Desde finales de los años 90, compartía con un grupo de amigos intereses e inquietudes diversos que nos llevaban a organizar actividades y eventos a medio camino entre la provocación y la experimentación. Por lo general, tenían una gran aceptación: era una época en la que, en una pequeña ciudad del norte, aún se sentía hambre y ansia por lo novedoso y lo diferente.
Ciclos de cine expresionista alemán, un festival de cine gore en el teatro municipal, proyecciones de porno duro gay en un fortín militar abandonado, conciertos, fiestas… Cada vez más orientados hacia los eventos performativos.
Fue entre 2003 y 2004 cuando todo esto del shibari (縛り) apareció en nuestras vidas.
Por aquel entonces trabajaba en la industria audiovisual y había participado en algunas producciones de la época dorada del porno en España; incluso había producido algún corto de temática fetish.
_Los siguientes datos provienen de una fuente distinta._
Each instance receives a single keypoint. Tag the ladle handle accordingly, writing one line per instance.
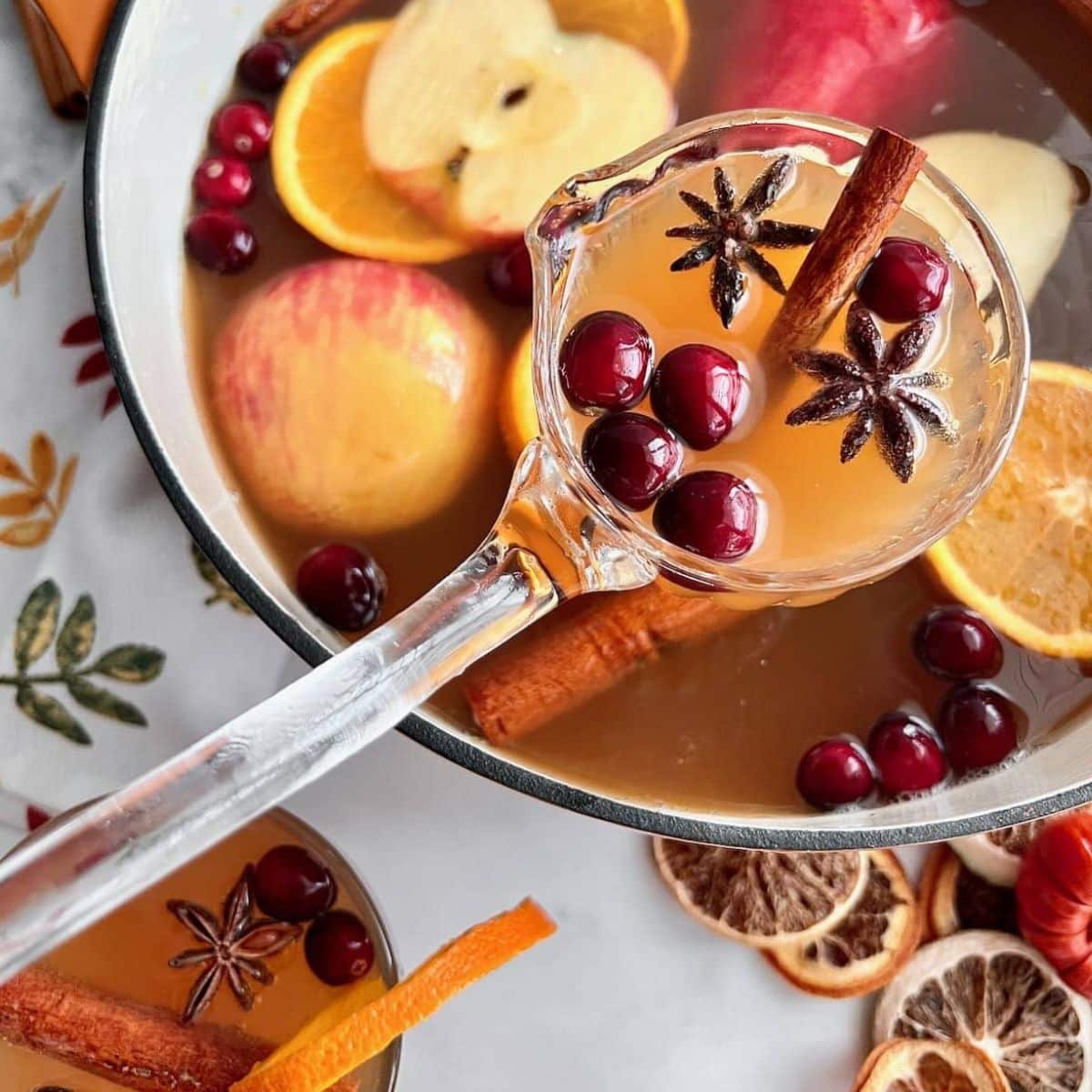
(69, 878)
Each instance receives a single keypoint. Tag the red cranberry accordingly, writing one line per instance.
(906, 753)
(293, 885)
(606, 361)
(956, 643)
(710, 512)
(509, 278)
(266, 66)
(905, 281)
(978, 727)
(243, 129)
(342, 585)
(696, 390)
(223, 184)
(221, 240)
(338, 948)
(834, 773)
(632, 457)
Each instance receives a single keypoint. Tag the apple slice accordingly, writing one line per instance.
(476, 110)
(1026, 192)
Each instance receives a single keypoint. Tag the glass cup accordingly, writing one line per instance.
(558, 535)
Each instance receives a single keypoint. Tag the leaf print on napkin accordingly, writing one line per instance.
(36, 632)
(20, 232)
(35, 508)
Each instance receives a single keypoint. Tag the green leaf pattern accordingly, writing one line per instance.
(35, 631)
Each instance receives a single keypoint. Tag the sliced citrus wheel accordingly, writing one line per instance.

Desde el año 2000 gestionaba la web fetichismo(.tv).
Por entonces, una amiga y modelo habitual en mis sesiones fotográficas se enfrentaba a la última oportunidad para obtener su titulación universitaria, y no estaba muy segura de sus opciones. En un momento de inspiración —supongo que etílica— se me ocurrió apostar: si ella aprobaba la convocatoria, yo aprendía a hacer eso de las ataduras japonesas que tanto nos llamaba la atención en el alt-porn de aquella época.
La apuesta era un disparate. Siempre fui famoso por mi falta de habilidad manual. Aun así, sellamos el pacto y, unos meses después, ella superó con éxito los exámenes y obtuvo su titulación.
En mi casa las apuestas se pagan: me armé de valor, compré «cuerda para shibari» en eBay, un libro de Midori, otro de los Two Knotty Boys y, lleno de entusiasmo, me sumergí en internet. Descubrí, para mi sorpresa, que más allá de los foros de Yahoo poblados por atadores americanos y europeos, existía un mundo lleno de shibari japonés en Twitter.
Durante meses practicamos en casa. Ya en la primera prueba nos atrapó la «belleza del bondage japonés». Las sensaciones y la facilidad con la que podía manejar la cuerda nos sorprendieron a ambos.
Ahí empezaría una larga historia. Todo por una apuesta.